Furthermore, physical hazards, nature dependencies or changes in ecosystems increasingly overlap, impacting business decisions on where to build plants and how to reconfigure supply chains, while challenging assumptions about asset resilience and productivity. More than one-third of corporate facilities in the US are located in areas that have very high exposure to water scarcity, for example, and 41% of the world’s listed companies face at least one high nature-related risk, such as air or soil condition.
Transition-focused
Preparing for the worst does not mean giving up on accelerating decarbonisation. Assets in transition funds, including strategies that invest in emissions-intensive sectors, rose 20% last year and now account for nearly 40% of publicly listed climate funds.
The shift to financing the harder-to-decarbonise parts of the economy is a sign that investors have become more targeted with maximising the impact of their climate capital, both in reducing emissions levels and in pursuing transition-focused opportunities.
The world’s listed companies are on track to overshoot their collective carbon budget for staying under the Paris agreement goal within the next two years, aligning with a warming trajectory of about 2.7 degrees Celsius above pre-industrial levels based on their targets and emissions trajectories.
The aggregate temperature masks divergence. Even before the flare-up of trade tensions, differences in national climate policies drove investors to differentiate the pace and scope of energy transition investment opportunities among countries and sectors.

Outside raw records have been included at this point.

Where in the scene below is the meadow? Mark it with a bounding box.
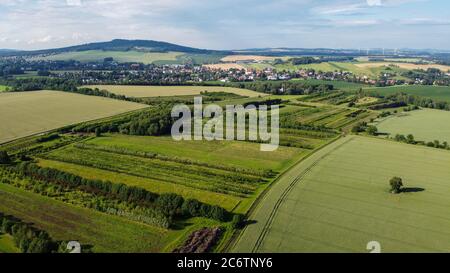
[234,136,450,252]
[33,50,185,64]
[355,62,450,72]
[0,182,175,252]
[37,134,306,213]
[293,79,368,92]
[375,108,450,143]
[84,85,266,98]
[272,61,409,79]
[0,91,147,144]
[363,85,450,102]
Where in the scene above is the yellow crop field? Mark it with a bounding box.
[0,91,147,144]
[84,85,267,98]
[355,62,450,72]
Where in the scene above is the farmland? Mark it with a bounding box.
[83,85,266,98]
[234,136,450,252]
[0,182,185,253]
[362,85,450,102]
[355,62,450,72]
[0,91,147,144]
[221,55,276,62]
[32,50,185,64]
[36,134,306,213]
[374,108,450,143]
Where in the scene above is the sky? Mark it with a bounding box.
[0,0,449,50]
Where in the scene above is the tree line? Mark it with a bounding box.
[15,162,229,222]
[0,212,59,253]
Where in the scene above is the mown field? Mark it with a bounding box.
[375,108,450,143]
[234,136,450,252]
[32,50,185,64]
[84,85,266,98]
[0,182,208,253]
[0,91,147,144]
[363,85,450,102]
[37,134,306,213]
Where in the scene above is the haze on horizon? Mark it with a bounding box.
[0,0,449,51]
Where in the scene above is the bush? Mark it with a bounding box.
[390,177,403,194]
[0,150,11,164]
[231,214,245,229]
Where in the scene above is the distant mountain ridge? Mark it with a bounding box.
[0,39,230,57]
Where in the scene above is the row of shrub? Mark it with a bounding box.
[15,162,229,222]
[0,212,57,253]
[66,106,174,137]
[0,168,171,228]
[393,134,449,150]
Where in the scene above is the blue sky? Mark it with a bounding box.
[0,0,449,50]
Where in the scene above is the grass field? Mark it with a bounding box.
[0,91,147,144]
[375,108,450,143]
[355,62,450,72]
[37,158,242,212]
[85,135,301,171]
[221,55,276,62]
[0,182,186,252]
[293,79,368,92]
[363,85,450,102]
[33,50,185,64]
[234,136,450,252]
[38,134,306,213]
[0,234,19,253]
[84,85,266,98]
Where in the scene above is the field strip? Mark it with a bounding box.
[230,136,349,252]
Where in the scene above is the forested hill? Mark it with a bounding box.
[0,39,230,56]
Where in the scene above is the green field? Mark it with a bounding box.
[32,50,185,64]
[0,182,212,253]
[271,61,408,79]
[84,85,267,98]
[293,79,368,92]
[37,134,306,213]
[363,85,450,102]
[234,136,450,252]
[0,234,20,253]
[0,91,147,144]
[375,108,450,143]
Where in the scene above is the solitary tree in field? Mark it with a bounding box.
[0,150,10,164]
[366,125,378,136]
[390,177,403,194]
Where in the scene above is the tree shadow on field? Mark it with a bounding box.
[244,220,257,226]
[401,187,425,193]
[171,220,194,231]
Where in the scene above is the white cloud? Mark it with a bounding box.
[367,0,382,6]
[66,0,82,6]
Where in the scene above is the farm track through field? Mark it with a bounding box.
[251,137,352,252]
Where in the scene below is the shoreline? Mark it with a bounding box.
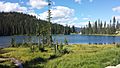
[81,34,120,36]
[0,42,119,48]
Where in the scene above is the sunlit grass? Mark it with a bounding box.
[2,47,54,61]
[45,44,120,68]
[0,46,54,67]
[1,44,120,68]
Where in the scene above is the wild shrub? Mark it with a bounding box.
[61,48,70,54]
[49,54,58,60]
[10,36,16,47]
[59,42,63,52]
[116,43,120,48]
[64,38,68,45]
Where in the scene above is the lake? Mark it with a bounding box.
[0,34,120,47]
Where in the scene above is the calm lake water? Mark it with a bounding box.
[0,34,120,47]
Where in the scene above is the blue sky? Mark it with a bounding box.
[0,0,120,27]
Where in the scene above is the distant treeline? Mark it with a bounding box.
[81,17,120,34]
[0,12,76,36]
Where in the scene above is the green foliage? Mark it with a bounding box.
[30,45,35,52]
[71,25,76,33]
[2,44,120,68]
[60,42,63,51]
[64,25,71,35]
[53,41,59,54]
[64,38,68,45]
[0,12,74,36]
[1,46,54,67]
[10,36,16,47]
[45,44,120,68]
[55,41,59,53]
[116,43,120,48]
[0,61,16,68]
[81,17,120,35]
[60,48,70,54]
[88,21,93,34]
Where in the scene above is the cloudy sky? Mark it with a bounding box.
[0,0,120,27]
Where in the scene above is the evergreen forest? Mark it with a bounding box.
[0,12,76,36]
[81,17,120,34]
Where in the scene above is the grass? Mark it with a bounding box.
[0,46,54,67]
[82,34,120,36]
[1,44,120,68]
[45,44,120,68]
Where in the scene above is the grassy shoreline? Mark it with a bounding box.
[81,34,120,36]
[1,44,120,68]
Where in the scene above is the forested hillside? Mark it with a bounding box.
[0,12,76,36]
[81,17,120,34]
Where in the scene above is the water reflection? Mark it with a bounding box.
[0,35,120,47]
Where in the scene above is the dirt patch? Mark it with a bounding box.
[0,49,9,54]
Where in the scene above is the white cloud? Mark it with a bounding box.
[71,20,94,27]
[27,6,82,27]
[38,6,94,27]
[0,1,27,12]
[79,21,95,27]
[51,6,74,19]
[71,22,87,27]
[75,0,81,4]
[82,17,91,20]
[28,0,48,9]
[28,12,38,16]
[112,6,120,13]
[39,6,78,26]
[75,0,93,4]
[114,16,120,20]
[38,6,84,27]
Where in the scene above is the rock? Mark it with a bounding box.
[105,66,116,68]
[116,64,120,68]
[105,64,120,68]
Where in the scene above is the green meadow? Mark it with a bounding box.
[1,44,120,68]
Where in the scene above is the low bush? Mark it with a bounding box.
[116,43,120,48]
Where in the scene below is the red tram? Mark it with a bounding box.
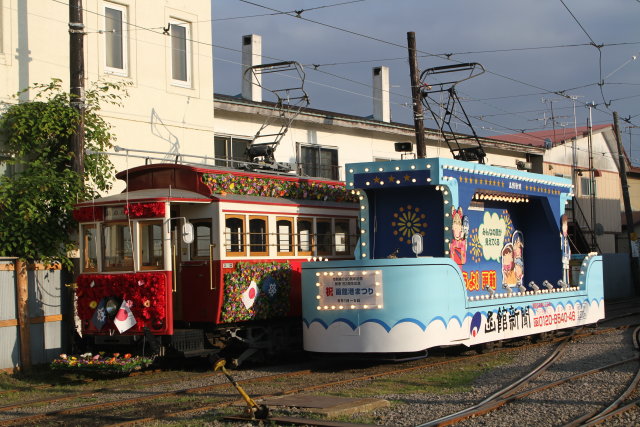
[74,163,358,364]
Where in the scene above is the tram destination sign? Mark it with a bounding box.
[316,270,383,310]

As geopolitical shifts further fragment different markets’ transition trajectories, investors are seeking indicators that help them navigate differences in risks and opportunities while financing decarbonisation in the economy’s critical sectors. Those include a mosaic of market factors such as policy incentives and the availability of commercially feasible technologies for different sectors, as well as company-specific factors to gauge companies’ readiness for the transition.
Figure 2. A warming world
Projected temperature alignment of listed companies by country
Source: MSCI ESG Research, data as of 31 March 2025
Note: Russia and Iran not shown because the securities of companies listed there are not included in the MSCI ACWI Investable Market Index.
Climate-proofing
Somewhere between aiming for the best and preparing for the worst is an emerging pragmatism about a growing investment opportunity in serving the inevitable need for households, businesses and communities to prepare for, adapt to and recover from rising physical impacts. Some areas in Asia, for example, are warming at triple the global average, endangering the health of vast urban populations.
Investors are beginning to explore ways to gain exposure to adaptation and resilience product solutions – a category that encompasses everything from hybrid seeds and heat-resistant clothing to water management and sustainable real estate.
A series of industry frameworks have emerged to help guide investors looking to identify the relevant businesses, including the Climate Resilience Investments in Solutions Principles framework developed by the investor-led Global Adaptation and Resilience Investment working group. Our Institute is using artificial intelligence large language models to identify companies within the global investment universe with exposure to resilience solutions that potentially fall within the CRISP framework.
A warming world and the unevenness of the energy transition pose both material risk and profound opportunity. For investors, it’s a moment to embrace the complexity and contradictions, while positioning for what’s next. In other words, to adapt.
Linda-Eling Lee is Founding Director of the MSCI Sustainability Institute.